The health care industry in Minnesota is experiencing a record-high number of job vacancies.
That’s according to a bulletin sent Monday by Minnesota’s Department of Employment and Economic Development (DEED). The figures included in the report come from DEED’s job vacancy survey, which was conducted in the second quarter of 2021 — before many vaccine mandates took effect.
Although staffing shortages have long been common in the health care industry, the problem has significantly worsened as the COVID-19 pandemic has dragged on.
Vacancies are affecting health care institutions in every region of Minnesota. In central Minnesota, for instance, the demand for practitioners and technical and support workers is “off the charts.”
There are an estimated 2,645 job vacancies in these fields — 700 more vacancies than the previous peak in 2016 and more than double the available jobs at the beginning of the pandemic.
In northeast Minnesota, there were more than 4,500 openings as of the second quarter of 2021. That’s a full 35% of all job openings in the region.

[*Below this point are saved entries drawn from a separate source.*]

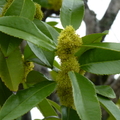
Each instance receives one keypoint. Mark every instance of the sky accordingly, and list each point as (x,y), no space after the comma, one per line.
(113,36)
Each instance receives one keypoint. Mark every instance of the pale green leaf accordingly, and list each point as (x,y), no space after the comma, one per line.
(25,29)
(8,43)
(46,109)
(46,57)
(25,8)
(25,100)
(85,98)
(69,114)
(89,39)
(55,105)
(110,107)
(72,12)
(107,46)
(47,30)
(12,69)
(105,91)
(100,61)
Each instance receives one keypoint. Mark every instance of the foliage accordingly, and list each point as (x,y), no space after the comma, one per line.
(18,22)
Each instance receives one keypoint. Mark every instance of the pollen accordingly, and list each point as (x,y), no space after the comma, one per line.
(68,44)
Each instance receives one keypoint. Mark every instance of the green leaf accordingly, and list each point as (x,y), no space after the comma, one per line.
(89,39)
(46,109)
(25,29)
(4,93)
(12,69)
(107,46)
(85,98)
(25,8)
(72,12)
(69,114)
(30,56)
(47,57)
(105,91)
(100,61)
(43,3)
(26,99)
(8,43)
(55,105)
(110,107)
(34,77)
(47,30)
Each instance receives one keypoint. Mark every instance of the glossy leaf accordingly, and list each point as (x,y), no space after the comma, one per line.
(89,39)
(55,105)
(4,93)
(47,57)
(47,30)
(71,13)
(2,3)
(43,3)
(110,107)
(85,98)
(12,69)
(69,114)
(8,43)
(100,61)
(34,77)
(26,30)
(21,8)
(46,109)
(107,46)
(26,99)
(105,91)
(30,56)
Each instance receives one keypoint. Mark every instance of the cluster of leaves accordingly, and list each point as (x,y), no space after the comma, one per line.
(18,24)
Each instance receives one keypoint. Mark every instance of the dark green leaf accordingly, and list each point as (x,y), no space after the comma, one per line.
(34,77)
(52,23)
(26,99)
(85,98)
(46,109)
(43,3)
(25,8)
(107,46)
(46,57)
(105,91)
(110,107)
(55,105)
(25,29)
(69,114)
(88,39)
(100,61)
(47,30)
(4,93)
(72,12)
(8,43)
(12,69)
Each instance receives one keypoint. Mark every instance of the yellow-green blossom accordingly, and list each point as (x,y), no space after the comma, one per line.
(68,45)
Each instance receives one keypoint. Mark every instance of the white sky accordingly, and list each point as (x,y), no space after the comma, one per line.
(113,36)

Health care vacancies in northwest Minnesota have also increased by 65% since the second quarter of 2019. For several years there were usually 1,100 to 1,400 job openings each year, but that figure is now at an estimated 3,300.

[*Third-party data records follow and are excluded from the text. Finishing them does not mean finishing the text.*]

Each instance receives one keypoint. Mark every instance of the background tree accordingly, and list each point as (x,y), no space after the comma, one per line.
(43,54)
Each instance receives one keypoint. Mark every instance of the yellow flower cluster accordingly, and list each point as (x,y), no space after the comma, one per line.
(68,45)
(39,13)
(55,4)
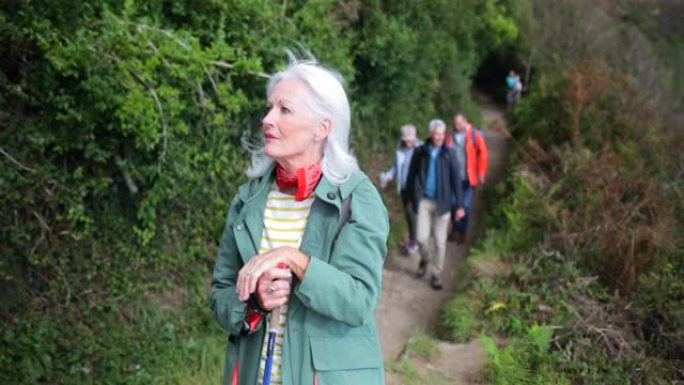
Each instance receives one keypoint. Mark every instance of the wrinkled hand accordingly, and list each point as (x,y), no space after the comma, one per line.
(250,273)
(273,288)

As for southwest Minnesota, the demand for health care workers remains high “but has started to stabilize after peaking in the fourth quarter of 2020,” according to DEED. There are still 2,700 job openings in the region — up 245% from the second quarter of 2019.
The region’s previous high occurred in the fourth quarter of 2020, when roughly 3,700 positions were looking to be filled.
“There has never been a greater need for such workers in the region. In fact, the number of vacancies jumped by more than 35% (6,000 vacancies) between the previous record high in 2020,” DEED says of the Twin Cities metro region, which has an estimated 23,000 job vacancies.
Observers consider the strain and stress of long hours and COVID restrictions a significant factor in health care staffing shortages — an issue affecting the United States in general, not just Minnesota.
Likely making the issue worse is the widespread implementation of COVID vaccine mandates by Minnesota health care employers. This past November, a group of current and former employees at Northfield Hospital and Clinics filed a lawsuit over their employer’s ostensibly blanket denial of religious and medical exemptions to the vaccine.
“The Hospital … offered one religious exemption to an employee for a particular job which it was finding difficult to fill. When that employee rejected the proffered exemption and quit, the Hospital, on information and belief, offered the same exemption to another employee, but only on the condition that the employee accept the job in question,” reads the complaint.
More than 150 nurses from hospitals across the state said they feared retaliation for opposing vaccine mandates in a lawsuit filed in September. Similar lawsuits have been making their way through the courts throughout the country, and the U.S. Supreme Court is scheduled to hear challenges to two of President Joe Biden’s vaccinate mandates later this week.